Post by MF! on Wed Nov 06, 2013 4:41 am

Journeyman wrote:Possibly, but I really don't think it's enough to make a difference. Guys with huge necks get KOd often enough that I'm pretty sure a good shot on the button will take them out just as easily as a pencilneck. Not that you shouldn't do neck work, I think it's great for any fighter; but I don't believe there are tangible benefits when it comes to taking a big hit.

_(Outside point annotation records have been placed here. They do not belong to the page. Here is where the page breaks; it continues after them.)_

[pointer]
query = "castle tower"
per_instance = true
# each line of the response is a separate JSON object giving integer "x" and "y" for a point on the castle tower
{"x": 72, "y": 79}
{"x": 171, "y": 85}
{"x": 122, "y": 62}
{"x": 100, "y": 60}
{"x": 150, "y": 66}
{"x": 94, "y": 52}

Thick abs and lats can definitely absorb body shots, because they pad the impact. The neck just doesn't do that in the same way, unless you make yours so impossibly musclebound that your head can't be moved... maybe.
I actually thought the same about this. You don't need a brutal amount of neck movement to cause a KO (however it can contribute to severity of concussion symptoms, e.g. someone suffering from whiplash), so I've had trouble seeing how building the neck could reduce the chances of a KO. Head velocity with a sudden stop will cause brain movement and matching trauma (e.g. someone being thrown head first), or vice versa with an object coming at the head fast enough causing a similar result.

Only speaking in theory. I'm hardly a fighter. But I think most of the fears around neck bridging as well have to do with the overall sensitivity of that area. There are a slew of people with all kinds of postural issues, and you also need to consider that there are huge bundles of nerves branching out from the C-spine. It make sense to build the muscle around it, but also recognize that the neck isn't really designed to be taking that amount of force to begin with.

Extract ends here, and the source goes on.